Opunake supplies mostly small- to medium-sized firms through its Utilise business. It served 1,423 electricity accounts at the end of June – almost twice that two years earlier – according to Electricity Authority data.
But the firm, controlled by Hamilton-based WEL Networks since June, said it is quitting the retail market immediately to focus instead on growing its generation activities.
Chair Kevin Johnson said the board’s decision was a strategic one. The firm had done well but increased competition and volatile wholesale prices had made the past six to eight months particularly challenging.
“It’s both those things,” he told BusinessDesk. “The price swings are quite hard to address in a business sense.”
“We were a small player and with those market dynamics it’s quite difficult to compete effectively.”
Opunake is retaining the Utilise brand and has sold the customer book to Trustpower. Johnson wouldn’t disclose the sale price.
The block customer acquisition is the second by Trustpower this year and reflects the tough competition power retailers are facing in many parts of the market.

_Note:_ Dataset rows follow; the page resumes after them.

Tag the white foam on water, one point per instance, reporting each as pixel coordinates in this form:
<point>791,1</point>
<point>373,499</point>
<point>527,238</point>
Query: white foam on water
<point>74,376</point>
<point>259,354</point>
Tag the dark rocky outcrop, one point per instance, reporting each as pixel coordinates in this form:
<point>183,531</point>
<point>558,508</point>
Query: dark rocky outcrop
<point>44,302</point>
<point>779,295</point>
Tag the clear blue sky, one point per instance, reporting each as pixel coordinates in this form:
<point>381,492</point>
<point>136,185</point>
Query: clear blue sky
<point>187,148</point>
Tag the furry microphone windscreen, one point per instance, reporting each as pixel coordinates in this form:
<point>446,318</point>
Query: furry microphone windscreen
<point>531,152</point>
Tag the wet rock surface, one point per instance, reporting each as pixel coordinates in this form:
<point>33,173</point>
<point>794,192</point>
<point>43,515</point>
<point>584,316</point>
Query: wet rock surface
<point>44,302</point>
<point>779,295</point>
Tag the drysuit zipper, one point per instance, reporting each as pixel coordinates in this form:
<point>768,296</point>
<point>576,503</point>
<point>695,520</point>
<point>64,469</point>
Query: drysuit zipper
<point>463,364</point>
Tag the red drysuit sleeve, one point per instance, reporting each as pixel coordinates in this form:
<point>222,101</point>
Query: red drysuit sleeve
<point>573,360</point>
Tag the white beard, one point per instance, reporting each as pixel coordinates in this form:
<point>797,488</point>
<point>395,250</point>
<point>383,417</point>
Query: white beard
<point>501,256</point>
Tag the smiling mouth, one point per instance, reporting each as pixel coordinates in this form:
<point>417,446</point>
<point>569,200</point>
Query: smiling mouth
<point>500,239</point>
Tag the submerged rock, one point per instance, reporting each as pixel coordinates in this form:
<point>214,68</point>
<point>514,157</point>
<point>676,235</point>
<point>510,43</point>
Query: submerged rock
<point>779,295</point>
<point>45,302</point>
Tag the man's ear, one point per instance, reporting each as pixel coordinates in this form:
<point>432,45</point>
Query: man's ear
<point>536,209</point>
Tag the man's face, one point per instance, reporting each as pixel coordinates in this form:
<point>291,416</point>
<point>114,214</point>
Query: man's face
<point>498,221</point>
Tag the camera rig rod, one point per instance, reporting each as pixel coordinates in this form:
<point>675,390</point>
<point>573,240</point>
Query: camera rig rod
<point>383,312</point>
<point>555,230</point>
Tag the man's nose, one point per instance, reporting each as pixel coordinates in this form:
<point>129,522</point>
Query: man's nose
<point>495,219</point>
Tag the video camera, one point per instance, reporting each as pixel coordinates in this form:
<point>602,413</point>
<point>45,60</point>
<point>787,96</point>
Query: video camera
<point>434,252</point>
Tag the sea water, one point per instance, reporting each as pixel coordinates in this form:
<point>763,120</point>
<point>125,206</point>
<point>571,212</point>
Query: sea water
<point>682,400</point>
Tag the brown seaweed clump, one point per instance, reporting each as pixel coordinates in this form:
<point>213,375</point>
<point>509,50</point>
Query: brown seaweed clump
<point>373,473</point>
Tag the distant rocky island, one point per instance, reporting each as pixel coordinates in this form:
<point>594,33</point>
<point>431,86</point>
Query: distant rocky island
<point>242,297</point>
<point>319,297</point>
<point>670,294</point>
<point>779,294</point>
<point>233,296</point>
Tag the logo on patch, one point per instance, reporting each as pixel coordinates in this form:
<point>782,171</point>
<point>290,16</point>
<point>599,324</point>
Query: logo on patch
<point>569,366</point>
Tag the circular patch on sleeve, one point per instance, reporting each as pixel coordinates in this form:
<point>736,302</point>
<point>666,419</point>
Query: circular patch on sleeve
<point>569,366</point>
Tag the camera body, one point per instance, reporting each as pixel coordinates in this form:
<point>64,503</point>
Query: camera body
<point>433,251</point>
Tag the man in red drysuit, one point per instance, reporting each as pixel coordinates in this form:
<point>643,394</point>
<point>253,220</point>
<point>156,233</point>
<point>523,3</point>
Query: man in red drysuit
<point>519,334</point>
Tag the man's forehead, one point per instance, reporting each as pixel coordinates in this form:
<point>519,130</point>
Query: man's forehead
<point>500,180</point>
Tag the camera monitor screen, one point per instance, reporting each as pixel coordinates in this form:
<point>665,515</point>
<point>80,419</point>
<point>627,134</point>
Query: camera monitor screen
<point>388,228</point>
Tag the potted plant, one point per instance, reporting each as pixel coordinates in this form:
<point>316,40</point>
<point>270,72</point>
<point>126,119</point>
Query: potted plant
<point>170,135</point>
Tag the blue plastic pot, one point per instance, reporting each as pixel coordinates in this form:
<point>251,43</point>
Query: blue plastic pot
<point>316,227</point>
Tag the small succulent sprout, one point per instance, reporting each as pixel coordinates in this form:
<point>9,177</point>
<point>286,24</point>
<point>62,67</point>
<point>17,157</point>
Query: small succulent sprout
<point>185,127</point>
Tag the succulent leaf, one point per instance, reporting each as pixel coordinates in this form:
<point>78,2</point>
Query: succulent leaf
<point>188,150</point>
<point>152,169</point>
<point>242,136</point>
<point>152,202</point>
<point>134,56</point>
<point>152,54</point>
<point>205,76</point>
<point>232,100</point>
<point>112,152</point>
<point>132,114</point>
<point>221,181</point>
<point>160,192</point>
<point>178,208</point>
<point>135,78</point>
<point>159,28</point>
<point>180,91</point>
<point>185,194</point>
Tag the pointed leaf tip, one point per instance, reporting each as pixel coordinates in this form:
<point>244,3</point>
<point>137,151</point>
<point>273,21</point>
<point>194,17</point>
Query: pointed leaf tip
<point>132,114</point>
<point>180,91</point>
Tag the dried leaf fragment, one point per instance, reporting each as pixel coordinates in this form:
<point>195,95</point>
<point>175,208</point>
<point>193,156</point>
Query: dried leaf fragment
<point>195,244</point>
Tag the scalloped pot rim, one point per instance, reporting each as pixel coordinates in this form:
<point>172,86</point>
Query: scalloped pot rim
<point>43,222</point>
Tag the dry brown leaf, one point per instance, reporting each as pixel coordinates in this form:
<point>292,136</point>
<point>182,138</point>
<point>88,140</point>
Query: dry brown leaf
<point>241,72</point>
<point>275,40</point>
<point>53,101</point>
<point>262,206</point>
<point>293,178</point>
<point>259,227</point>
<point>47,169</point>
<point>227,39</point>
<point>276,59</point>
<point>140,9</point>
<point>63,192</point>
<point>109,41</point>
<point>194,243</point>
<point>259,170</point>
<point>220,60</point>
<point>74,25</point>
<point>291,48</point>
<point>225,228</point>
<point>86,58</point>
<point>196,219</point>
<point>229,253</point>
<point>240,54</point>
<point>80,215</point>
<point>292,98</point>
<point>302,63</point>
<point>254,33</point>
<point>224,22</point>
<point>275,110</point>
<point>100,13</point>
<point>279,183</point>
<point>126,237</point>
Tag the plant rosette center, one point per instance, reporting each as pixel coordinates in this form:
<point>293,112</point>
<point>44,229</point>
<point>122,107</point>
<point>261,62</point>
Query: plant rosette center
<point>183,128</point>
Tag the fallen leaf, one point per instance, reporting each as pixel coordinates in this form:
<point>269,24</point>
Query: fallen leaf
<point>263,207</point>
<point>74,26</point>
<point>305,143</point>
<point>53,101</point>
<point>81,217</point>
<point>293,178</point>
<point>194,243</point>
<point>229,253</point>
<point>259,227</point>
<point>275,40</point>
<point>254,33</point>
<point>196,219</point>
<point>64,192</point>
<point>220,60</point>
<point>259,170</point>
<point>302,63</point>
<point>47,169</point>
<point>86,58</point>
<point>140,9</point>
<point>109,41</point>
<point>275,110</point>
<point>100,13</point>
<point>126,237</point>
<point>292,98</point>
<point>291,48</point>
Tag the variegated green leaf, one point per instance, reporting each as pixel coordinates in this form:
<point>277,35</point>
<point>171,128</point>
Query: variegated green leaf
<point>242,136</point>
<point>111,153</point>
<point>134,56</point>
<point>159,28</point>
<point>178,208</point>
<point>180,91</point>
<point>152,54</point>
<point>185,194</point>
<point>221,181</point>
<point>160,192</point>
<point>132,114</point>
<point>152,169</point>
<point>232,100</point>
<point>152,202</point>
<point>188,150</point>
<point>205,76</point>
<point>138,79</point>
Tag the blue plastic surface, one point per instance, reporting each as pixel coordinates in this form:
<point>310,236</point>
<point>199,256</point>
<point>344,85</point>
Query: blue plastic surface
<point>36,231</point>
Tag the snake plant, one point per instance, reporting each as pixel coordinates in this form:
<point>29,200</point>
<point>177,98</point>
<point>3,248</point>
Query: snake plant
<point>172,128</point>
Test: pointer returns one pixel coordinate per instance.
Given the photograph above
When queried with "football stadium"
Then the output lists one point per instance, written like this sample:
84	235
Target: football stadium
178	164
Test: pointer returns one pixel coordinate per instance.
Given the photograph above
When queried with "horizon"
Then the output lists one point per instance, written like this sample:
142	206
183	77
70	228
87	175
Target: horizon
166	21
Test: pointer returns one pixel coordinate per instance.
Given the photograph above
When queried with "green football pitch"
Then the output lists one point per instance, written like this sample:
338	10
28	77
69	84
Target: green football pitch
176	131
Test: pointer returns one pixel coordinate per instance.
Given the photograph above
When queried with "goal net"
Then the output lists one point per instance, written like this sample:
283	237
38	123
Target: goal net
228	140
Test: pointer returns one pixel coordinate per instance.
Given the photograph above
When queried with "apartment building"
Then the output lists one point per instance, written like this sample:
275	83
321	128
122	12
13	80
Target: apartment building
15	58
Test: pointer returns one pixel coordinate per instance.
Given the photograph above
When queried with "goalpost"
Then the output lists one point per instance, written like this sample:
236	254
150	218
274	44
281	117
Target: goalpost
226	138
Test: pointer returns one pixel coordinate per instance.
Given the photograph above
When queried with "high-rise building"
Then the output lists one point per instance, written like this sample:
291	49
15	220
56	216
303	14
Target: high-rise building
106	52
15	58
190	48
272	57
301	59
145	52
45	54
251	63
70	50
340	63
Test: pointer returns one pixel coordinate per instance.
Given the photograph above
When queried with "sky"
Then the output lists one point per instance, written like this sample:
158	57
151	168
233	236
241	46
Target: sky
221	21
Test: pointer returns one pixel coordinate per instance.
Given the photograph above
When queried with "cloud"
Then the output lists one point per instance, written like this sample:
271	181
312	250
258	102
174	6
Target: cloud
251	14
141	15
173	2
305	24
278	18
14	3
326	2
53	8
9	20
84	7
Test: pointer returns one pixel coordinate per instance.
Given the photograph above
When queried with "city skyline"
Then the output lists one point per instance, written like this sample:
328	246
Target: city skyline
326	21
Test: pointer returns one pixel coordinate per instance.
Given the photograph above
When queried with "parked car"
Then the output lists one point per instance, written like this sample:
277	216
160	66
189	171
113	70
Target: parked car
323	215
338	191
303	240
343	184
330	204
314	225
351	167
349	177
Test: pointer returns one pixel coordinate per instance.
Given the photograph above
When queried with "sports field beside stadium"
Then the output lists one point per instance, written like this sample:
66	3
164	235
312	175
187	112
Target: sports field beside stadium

Last month it completed the transfer of about 17,000 retail accounts from King Country Energy.
But it is not just the smaller players who have found the past year difficult.
Contact Energy yesterday said it lost $2 million on its ASX market-making activities during the past year, given the volatility of wholesale conditions and the tight spreads it must operate to.
Earnings from its own commercial and industrial customers also fell by $8 million as the firm surrendered volume rather than match low offers from rivals. The firm will now fold that business into its generation arm given there is little retail margin left on those sales.
Chief executive Dennis Barnes said pricing in that segment had trended closer to that of the ASX futures and tenders typically attract competitive bids from four generators, twice that just a few years ago.
He said there is now a complex wholesale relationship to manage with those customers, incorporating production and risk management.
The company already offers data, demand management and commercial-scale solar as services. Longer-term there will be more opportunities to help the larger users manage the complexity of reducing their carbon footprint, he said.
Trustpower is the country's fifth-largest power retailer by accounts. It supplies about 273,000 power connections, 38,000 gas connections and 89,000 telco accounts.
Last month it told investors the electricity sector remained highly competitive and that failures and further consolidations were likely.
It said its own commercial and industrial business was profitable and sustainable, selling about 1,700 gigawatt-hours of electricity annually. On average those customers – typically supplied on two- or three-year contracts - had been with the firm for seven years.
Opunake’s customer book peaked at almost 1,500 accounts in January. About 1,100 of the customers being transferred are on the North Island and the firm is aiming to complete the transfer by the end of September.
Johnson said the firm will start looking at generation options after that work is completed. The company operates 2 MW of gas-fired capacity at TAG Oil’s Cheal site in Taranaki and markets the production from a small hydro plant on the beach at Opunake.